Elliott seemed to sense that my dad was growing a little emotional, so he retrieved the mic from my father’s shaking hand. “We’ve put together a little slide show of these kids growing up. It’ll play on a loop for you to enjoy during dinner. Please, enjoy the meal and the company.”
The guests applauded briefly and then awww’d in unison as pictures of us as babies, as small kids, and as teenagers reeled through. I smiled at pictures of me in my mother’s arms, wrestling with my father. I looked so goofy. In each of his photos, Bennett was well groomed and handsome, even in his awkward preteen years.

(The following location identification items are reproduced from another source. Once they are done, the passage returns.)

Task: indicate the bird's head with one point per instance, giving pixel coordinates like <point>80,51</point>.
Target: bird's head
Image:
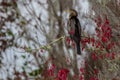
<point>72,13</point>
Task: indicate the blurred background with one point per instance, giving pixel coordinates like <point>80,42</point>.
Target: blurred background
<point>33,38</point>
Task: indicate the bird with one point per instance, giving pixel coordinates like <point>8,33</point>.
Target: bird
<point>74,29</point>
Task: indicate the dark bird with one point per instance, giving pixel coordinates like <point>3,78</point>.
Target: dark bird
<point>74,29</point>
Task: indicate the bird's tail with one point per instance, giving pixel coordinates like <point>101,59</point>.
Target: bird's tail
<point>78,48</point>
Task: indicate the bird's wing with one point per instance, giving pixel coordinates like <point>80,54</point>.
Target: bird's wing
<point>71,25</point>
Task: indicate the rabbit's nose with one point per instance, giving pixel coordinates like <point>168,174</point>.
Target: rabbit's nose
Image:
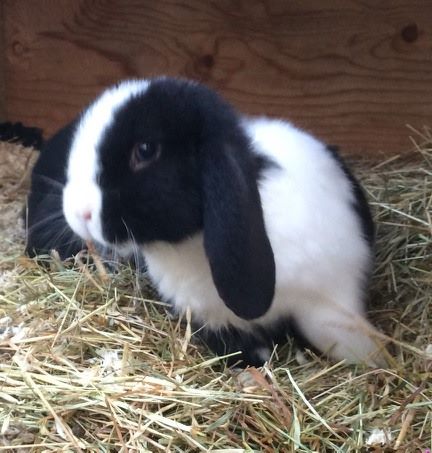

“Were you ever hideous?” I asked in a hiss. A picture of me came on screen and was met with loud laughter: it was the year of the worst haircut in the history of the world—jagged bangs, the rest of it basically a mullet—and braces so big I looked like I was eating train tracks.
“Wait for it,” Bennett murmured.
Just after he said it, a picture came up of Bennett holding some sort of certificate. Clearly he’d had a growth spurt; his pants were too short, his hair was long and unkempt, and the picture caught him in the middle of a particularly unattractive laugh. He looked just a fraction less than gorgeous, but by no means hideous.
“I hate you,” I said.
He leaned over, kissing the side of my head. “Sure you do.”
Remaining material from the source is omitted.